I know when a pointer is used like this : *ptr=&var; it stores the address of the variable var in the pointer variable ptr.

These are my questions:

1. What does *ptr=arr[]; do? Where ptr is declared as an integer and arr is an integer array?

2. What does *ptr=a; do if ptr and a are declared as integer variables?

Answer 1

What does *ptr=arr; Where ptr is declared as an integer and arr is an integer array?

Set ptr to point to first element of array arr. Read more in What is array decaying?

The declarations are these:

int arr[]={6,3,8,10,4,6,7}; // declare array 'arr'
int *ptr // declare pointer to `int` 'ptr'

What does *ptr=a; do if ptr and a are declared as integer variables?

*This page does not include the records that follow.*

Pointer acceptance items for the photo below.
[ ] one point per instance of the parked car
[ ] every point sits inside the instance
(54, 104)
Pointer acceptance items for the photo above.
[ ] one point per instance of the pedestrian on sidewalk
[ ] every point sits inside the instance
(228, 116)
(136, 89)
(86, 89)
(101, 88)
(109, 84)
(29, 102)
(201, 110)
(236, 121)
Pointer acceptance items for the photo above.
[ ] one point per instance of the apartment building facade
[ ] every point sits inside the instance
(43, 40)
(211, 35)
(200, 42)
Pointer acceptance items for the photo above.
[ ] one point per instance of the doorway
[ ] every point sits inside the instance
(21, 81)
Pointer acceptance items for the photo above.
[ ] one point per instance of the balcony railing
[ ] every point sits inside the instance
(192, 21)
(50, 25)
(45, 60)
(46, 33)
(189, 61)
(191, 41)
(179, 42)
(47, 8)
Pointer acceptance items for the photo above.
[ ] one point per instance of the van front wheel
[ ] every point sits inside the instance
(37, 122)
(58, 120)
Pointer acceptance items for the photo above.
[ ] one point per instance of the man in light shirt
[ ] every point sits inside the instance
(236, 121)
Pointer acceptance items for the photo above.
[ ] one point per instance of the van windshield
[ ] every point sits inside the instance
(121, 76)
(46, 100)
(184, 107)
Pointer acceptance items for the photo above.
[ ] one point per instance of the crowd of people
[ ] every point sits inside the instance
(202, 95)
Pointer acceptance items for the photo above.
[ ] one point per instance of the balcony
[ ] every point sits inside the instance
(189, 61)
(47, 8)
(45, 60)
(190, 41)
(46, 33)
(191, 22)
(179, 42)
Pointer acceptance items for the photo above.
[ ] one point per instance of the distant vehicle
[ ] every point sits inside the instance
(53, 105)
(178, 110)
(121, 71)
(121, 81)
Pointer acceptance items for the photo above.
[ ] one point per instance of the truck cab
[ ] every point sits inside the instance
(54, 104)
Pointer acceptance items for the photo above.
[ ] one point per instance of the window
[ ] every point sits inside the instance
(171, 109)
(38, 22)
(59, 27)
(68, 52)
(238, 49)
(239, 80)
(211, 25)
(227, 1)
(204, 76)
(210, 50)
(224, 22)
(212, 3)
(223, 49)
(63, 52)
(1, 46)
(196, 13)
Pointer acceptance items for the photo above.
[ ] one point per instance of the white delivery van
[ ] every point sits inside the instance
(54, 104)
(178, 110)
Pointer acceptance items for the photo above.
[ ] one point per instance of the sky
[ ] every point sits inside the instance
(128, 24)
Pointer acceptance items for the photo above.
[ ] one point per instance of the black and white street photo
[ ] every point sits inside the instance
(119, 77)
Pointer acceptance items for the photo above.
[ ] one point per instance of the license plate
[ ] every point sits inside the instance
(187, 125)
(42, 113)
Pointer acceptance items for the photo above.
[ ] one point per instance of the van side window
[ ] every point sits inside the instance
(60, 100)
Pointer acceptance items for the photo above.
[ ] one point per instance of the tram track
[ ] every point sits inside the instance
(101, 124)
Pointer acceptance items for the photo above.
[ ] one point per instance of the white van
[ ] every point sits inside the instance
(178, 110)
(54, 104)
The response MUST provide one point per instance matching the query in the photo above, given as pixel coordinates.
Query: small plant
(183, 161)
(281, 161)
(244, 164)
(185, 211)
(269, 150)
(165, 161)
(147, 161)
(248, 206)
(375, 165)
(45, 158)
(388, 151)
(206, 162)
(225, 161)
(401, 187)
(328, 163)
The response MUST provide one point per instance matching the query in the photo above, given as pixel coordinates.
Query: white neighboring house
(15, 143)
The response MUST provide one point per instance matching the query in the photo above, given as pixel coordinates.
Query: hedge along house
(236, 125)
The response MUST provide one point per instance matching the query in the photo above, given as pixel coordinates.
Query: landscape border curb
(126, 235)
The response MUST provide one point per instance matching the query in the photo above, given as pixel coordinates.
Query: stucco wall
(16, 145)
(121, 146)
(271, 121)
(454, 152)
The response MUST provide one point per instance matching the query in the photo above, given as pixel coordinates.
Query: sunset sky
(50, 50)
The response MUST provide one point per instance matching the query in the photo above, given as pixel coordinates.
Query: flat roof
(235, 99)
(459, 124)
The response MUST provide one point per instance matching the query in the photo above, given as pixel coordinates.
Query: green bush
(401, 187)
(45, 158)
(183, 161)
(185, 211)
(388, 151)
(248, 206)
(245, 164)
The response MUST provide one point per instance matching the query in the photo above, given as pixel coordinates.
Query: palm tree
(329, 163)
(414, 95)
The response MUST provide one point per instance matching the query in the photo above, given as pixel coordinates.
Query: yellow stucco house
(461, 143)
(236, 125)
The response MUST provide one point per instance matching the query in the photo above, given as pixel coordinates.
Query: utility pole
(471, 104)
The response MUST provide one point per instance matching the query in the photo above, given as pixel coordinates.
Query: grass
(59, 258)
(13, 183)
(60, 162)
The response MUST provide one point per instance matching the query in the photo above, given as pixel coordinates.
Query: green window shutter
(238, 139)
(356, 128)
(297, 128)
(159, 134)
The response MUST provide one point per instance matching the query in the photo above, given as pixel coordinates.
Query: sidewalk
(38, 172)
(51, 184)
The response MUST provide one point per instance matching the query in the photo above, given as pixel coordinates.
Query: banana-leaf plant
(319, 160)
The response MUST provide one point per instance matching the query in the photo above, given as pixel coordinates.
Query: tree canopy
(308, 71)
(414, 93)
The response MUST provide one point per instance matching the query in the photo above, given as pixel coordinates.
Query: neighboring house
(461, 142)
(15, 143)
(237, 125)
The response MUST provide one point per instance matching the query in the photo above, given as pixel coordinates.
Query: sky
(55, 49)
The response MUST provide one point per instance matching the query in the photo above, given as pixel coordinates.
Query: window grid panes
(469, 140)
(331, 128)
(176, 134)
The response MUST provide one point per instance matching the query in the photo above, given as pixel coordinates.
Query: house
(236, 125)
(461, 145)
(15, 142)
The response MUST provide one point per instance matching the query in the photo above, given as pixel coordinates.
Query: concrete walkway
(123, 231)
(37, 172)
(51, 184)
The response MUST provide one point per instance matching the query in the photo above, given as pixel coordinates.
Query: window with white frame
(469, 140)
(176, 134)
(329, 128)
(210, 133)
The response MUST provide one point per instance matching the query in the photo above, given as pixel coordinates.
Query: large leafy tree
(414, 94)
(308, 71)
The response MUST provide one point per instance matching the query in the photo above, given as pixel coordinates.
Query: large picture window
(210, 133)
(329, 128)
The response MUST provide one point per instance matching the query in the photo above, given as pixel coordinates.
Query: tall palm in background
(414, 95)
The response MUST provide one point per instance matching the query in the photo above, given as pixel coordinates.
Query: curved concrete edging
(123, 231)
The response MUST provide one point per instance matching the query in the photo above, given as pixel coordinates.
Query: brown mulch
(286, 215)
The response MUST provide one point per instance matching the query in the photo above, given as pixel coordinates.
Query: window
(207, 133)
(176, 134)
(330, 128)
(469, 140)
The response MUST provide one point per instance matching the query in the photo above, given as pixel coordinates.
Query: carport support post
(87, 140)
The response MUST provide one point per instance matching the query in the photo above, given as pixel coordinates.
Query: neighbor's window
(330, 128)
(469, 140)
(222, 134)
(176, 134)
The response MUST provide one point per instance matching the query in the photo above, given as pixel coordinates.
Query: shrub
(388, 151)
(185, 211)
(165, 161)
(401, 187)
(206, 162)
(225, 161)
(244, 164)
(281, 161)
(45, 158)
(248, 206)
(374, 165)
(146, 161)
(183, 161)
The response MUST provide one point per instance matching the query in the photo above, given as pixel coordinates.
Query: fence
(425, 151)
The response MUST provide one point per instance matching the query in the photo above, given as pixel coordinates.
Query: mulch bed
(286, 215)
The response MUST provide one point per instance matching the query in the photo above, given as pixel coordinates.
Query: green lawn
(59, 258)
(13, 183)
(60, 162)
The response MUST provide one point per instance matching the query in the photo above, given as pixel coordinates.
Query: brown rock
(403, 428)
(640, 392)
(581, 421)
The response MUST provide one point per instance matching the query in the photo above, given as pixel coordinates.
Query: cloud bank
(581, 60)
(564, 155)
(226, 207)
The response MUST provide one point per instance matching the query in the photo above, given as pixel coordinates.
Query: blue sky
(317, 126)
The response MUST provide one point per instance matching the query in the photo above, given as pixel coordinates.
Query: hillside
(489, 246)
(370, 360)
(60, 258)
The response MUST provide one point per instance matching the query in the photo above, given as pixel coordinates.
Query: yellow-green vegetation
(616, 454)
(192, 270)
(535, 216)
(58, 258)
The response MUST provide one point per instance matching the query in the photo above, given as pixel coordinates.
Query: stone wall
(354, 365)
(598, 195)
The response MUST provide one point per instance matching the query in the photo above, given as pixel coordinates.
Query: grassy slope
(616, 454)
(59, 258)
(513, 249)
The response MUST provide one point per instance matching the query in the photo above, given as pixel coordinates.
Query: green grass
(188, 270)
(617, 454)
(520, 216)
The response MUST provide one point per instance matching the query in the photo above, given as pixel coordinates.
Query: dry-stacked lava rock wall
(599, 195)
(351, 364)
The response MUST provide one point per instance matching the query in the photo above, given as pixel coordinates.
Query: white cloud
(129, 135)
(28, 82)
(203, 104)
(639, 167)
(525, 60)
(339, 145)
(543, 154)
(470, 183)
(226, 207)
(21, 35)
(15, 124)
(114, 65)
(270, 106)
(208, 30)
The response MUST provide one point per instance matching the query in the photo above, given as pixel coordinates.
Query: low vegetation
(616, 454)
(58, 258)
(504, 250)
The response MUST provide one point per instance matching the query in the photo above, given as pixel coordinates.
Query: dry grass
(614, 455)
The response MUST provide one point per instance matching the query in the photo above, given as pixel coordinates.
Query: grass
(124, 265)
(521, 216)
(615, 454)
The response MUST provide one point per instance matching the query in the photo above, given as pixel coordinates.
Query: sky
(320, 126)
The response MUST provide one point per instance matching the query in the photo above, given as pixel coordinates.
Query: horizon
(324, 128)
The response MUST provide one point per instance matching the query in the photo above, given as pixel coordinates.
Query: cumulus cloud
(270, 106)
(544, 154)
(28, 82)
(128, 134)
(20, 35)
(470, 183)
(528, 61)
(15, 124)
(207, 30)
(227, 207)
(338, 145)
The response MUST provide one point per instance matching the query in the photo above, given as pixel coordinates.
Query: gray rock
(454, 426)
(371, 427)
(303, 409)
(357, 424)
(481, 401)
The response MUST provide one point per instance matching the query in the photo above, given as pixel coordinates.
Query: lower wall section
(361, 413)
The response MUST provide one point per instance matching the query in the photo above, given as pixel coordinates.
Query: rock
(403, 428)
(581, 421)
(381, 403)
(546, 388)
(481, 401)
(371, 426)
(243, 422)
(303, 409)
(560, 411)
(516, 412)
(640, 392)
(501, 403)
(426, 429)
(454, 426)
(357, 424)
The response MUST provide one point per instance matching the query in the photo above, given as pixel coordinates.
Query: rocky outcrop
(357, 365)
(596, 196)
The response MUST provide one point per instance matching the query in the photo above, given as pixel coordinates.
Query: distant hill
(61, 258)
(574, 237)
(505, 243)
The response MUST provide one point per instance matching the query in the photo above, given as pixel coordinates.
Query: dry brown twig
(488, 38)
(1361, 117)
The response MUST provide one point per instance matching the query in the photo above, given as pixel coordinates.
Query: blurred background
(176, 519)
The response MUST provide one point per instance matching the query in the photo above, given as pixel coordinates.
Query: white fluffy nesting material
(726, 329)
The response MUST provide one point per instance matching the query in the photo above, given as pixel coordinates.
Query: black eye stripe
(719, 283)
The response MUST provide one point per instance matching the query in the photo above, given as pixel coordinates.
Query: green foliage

What you say, in code is this:

int ptr, a;
*ptr=a;

which, will produce an error, like this:

prog.cc: In function 'int main()':
prog.cc:4:4: error: invalid type argument of unary '*' (have 'int')
    4 |   *ptr=a;
      |    ^~~

Answer 2

1. int *ptr=arr both declares ptr as an int pointer, and assigns to ptr the address of the first integer in arr.
2. *ptr=a assigns the value of a to the pointee of ptr, namely to the integer that ptr points to.

Answer 3

1. *ptr = arr; Gets the address of the first element in arr.
2. *ptr = a; Assigns the value of a to the integer that ptr is pointing to.